Lazy caching map()?

2018-03-09 Thread H. S. Teoh via Digitalmars-d
Today I found myself needing a lazy, caching version of map() on an
array.  More precisely, given an array `T[] src` of source data and a
function func(T) that's pretty expensive to compute, return an object
`result` such that:

- result[i] == func(src[i]), for 0 ≤ i < src.length.

- If result[j] is never actually used, func(src[j]) is never invoked
  (lazy).

- If result[j] is referenced multiple times, a cached value is returned
  after the first time, i.e., the result of func(src[j]) is cached, and
  func(src[j]) is never invoked more than once.

I couldn't figure out how to build this using Phobos primitives, so I
wrote my own implementation of it.  Pretty simple, really, it's just a
wrapper struct that lazily initializes an array of Nullable!T and lazily
populates it with func(j) when opIndex(j) is invoked, and just returns
the cached value if opIndex(j) has been invoked before.

Can this be done using current Phobos primitives?


T

-- 
Don't throw out the baby with the bathwater.
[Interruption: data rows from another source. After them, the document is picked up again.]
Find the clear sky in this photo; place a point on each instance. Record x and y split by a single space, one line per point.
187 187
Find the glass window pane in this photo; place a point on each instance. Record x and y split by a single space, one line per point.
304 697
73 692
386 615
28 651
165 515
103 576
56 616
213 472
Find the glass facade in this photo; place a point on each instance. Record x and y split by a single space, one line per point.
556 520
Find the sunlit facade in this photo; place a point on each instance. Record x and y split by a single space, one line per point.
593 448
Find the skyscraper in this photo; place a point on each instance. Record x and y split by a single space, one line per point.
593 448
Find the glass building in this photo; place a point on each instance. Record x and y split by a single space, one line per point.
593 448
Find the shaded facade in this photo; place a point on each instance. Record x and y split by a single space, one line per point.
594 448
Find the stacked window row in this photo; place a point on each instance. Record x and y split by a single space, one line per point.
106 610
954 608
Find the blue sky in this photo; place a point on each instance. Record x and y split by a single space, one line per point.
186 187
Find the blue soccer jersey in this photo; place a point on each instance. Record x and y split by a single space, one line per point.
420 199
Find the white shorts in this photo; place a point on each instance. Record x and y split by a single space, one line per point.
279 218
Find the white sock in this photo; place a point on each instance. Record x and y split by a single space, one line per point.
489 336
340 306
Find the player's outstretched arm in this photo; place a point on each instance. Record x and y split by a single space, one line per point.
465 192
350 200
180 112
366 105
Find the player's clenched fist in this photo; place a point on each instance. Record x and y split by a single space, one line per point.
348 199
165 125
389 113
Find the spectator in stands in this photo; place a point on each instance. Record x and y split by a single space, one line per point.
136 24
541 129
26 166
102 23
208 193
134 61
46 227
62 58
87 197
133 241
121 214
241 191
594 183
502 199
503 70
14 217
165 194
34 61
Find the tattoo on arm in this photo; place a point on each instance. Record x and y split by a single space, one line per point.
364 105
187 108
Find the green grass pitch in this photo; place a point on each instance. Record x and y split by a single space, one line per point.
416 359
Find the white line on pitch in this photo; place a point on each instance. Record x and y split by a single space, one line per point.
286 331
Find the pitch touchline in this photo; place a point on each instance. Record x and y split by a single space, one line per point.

Use your hands...


Re: Lazy caching map()?

2018-03-09 Thread Jonathan M Davis via Digitalmars-d
On Friday, March 09, 2018 11:41:46 H. S. Teoh via Digitalmars-d wrote:
> Today I found myself needing a lazy, caching version of map() on an
> array.  More precisely, given an array `T[] src` of source data and a
> function func(T) that's pretty expensive to compute, return an object
> `result` such that:
>
> - result[i] == func(src[i]), for 0 ≤ i < src.length.
>
> - If result[j] is never actually used, func(src[j]) is never invoked
>   (lazy).
>
> - If result[j] is referenced multiple times, a cached value is returned
>   after the first time, i.e., the result of func(src[j]) is cached, and
>   func(src[j]) is never invoked more than once.
>
> I couldn't figure out how to build this using Phobos primitives, so I
> wrote my own implementation of it.  Pretty simple, really, it's just a
> wrapper struct that lazily initializes an array of Nullable!T and lazily
> populates it with func(j) when opIndex(j) is invoked, and just returns
> the cached value if opIndex(j) has been invoked before.
>
> Can this be done using current Phobos primitives?

Wasn't that what std.algorithm.iteration.cache was supposed to solve? I've
never used it, so I don't know how well it fits what you need, but IIRC,
using it with map was basically the use that it was invented for.

- Jonathan M Davis




Re: Lazy caching map()?

2018-03-09 Thread H. S. Teoh via Digitalmars-d
On Fri, Mar 09, 2018 at 12:47:14PM -0700, Jonathan M Davis via Digitalmars-d 
wrote:
> On Friday, March 09, 2018 11:41:46 H. S. Teoh via Digitalmars-d wrote:
> > [...]  More precisely, given an array `T[] src` of source data and a
> > function func(T) that's pretty expensive to compute, return an
> > object `result` such that:
> >
> > - result[i] == func(src[i]), for 0 ≤ i < src.length.
> >
> > - If result[j] is never actually used, func(src[j]) is never invoked
> >   (lazy).
> >
> > - If result[j] is referenced multiple times, a cached value is returned
> >   after the first time, i.e., the result of func(src[j]) is cached, and
> >   func(src[j]) is never invoked more than once.
[...]
> > Can this be done using current Phobos primitives?
> 
> Wasn't that what std.algorithm.iteration.cache was supposed to solve?
> I've never used it, so I don't know how well it fits what you need,
> but IIRC, using it with map was basically the use that it was invented
> for.
[...]

The problem with cache() is that it does not return a random-access
range, and for my use case random-access is mandatory, because I cannot
predict ahead of time which indices will be used.  Worse yet, cache()
eagerly evaluates .front and .back, which is a no-no in my case (it
should not compute elements that are not asked for).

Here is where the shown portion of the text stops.